Custom Extractors
Claim extractors analyze document text and extract factual claims for verification. The ClaimExtractor protocol defines the interface for pluggable extraction strategies.
Protocol Interface
from typing import Protocol
from truthfulness_evaluator.models import Claim
class ClaimExtractor(Protocol):
async def extract(
self,
document: str,
source_path: str,
*,
max_claims: int | None = None,
) -> list[Claim]:
"""Extract claims from document text."""
...
Example: Scientific Claim Extractor
Here's a custom extractor that focuses on extracting research claims from scientific documents:
from truthfulness_evaluator.models import Claim
from truthfulness_evaluator.llm.factory import create_chat_model
from langchain_core.output_parsers import PydanticOutputParser
from langchain_core.prompts import ChatPromptTemplate
from pydantic import BaseModel
class ClaimList(BaseModel):
"""Container for extracted claims."""
claims: list[str]
class ScientificClaimExtractor:
"""Extracts research claims from scientific documents."""
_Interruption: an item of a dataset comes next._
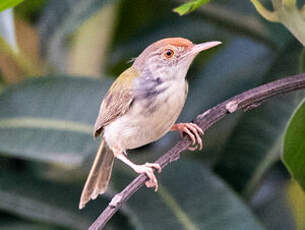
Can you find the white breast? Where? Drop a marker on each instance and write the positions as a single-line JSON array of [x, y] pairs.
[[148, 119]]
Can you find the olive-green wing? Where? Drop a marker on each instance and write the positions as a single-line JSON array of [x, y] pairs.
[[117, 100]]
def __init__(self, model: str = "gpt-4o"):
self._model_name = model
self._parser = PydanticOutputParser(pydantic_object=ClaimList)
async def extract(
self,
document: str,
source_path: str,
*,
max_claims: int | None = None,
) -> list[Claim]:
"""Extract scientific claims from document."""
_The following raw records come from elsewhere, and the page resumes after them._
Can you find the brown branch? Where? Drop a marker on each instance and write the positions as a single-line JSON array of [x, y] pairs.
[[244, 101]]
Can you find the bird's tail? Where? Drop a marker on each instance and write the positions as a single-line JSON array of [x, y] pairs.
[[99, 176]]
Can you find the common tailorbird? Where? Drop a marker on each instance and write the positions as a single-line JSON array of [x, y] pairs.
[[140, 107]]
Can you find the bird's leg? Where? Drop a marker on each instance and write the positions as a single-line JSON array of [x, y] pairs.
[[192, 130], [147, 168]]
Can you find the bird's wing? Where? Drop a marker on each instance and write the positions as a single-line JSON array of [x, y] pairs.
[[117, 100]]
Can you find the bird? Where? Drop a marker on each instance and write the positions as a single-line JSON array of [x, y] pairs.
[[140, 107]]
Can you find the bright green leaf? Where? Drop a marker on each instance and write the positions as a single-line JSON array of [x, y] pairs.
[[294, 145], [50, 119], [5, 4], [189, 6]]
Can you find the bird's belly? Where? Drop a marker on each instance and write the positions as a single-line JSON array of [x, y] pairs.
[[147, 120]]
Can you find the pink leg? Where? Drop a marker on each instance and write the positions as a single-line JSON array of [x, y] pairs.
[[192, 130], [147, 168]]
llm = create_chat_model(self._model_name)
prompt = ChatPromptTemplate.from_messages([
("system", "You are a scientific claim extractor. Extract factual "
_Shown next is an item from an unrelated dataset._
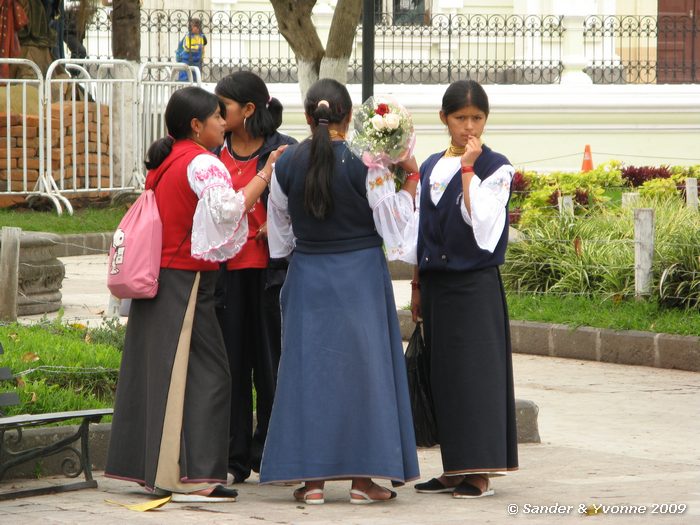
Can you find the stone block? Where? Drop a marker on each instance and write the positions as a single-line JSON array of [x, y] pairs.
[[630, 347], [406, 324], [677, 351], [574, 343], [400, 270], [526, 420], [529, 337]]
"research claims from the document. Focus on empirical findings, "
"methodology claims, and statistical assertions."),
("user", "Document:\n{document}\n\n{format_instructions}")
])
chain = prompt | llm | self._parser
result = await chain.ainvoke({
"document": document[:8000], # Limit context window
"format_instructions": self._parser.get_format_instructions(),
})
claims = []
for idx, claim_text in enumerate(result.claims):
if max_claims and idx >= max_claims:
break
claims.append(
Claim(
text=claim_text,
source=source_path,
claim_type="research",
)
)
return claims
Registering with WorkflowConfig
To use your custom extractor in a workflow:
from truthfulness_evaluator.llm.workflows.config import WorkflowConfig
from truthfulness_evaluator.llm.workflows.registry import WorkflowRegistry
from truthfulness_evaluator import WebSearchGatherer
from truthfulness_evaluator import SingleModelVerifier
from truthfulness_evaluator import JsonFormatter
# Create extractor instance
extractor = ScientificClaimExtractor(model="gpt-4o")
# Build workflow config
config = WorkflowConfig(
name="scientific",
description="Scientific document verification",
extractor=extractor,
gatherers=[WebSearchGatherer(max_results=5)],
verifier=SingleModelVerifier(model="gpt-4o"),
formatters=[JsonFormatter()],
max_claims=10,
)
# Register for CLI use
WorkflowRegistry.register("scientific", config)
Best Practices
LLM Initialization
Use create_chat_model() from truthfulness_evaluator.llm.factory for centralized provider management and consistent configuration.
Context Window Limits
Always truncate document input to avoid exceeding model context limits. Scientific papers can be lengthy.
Claim Types
Use meaningful claim_type values to enable downstream routing and specialized verification strategies.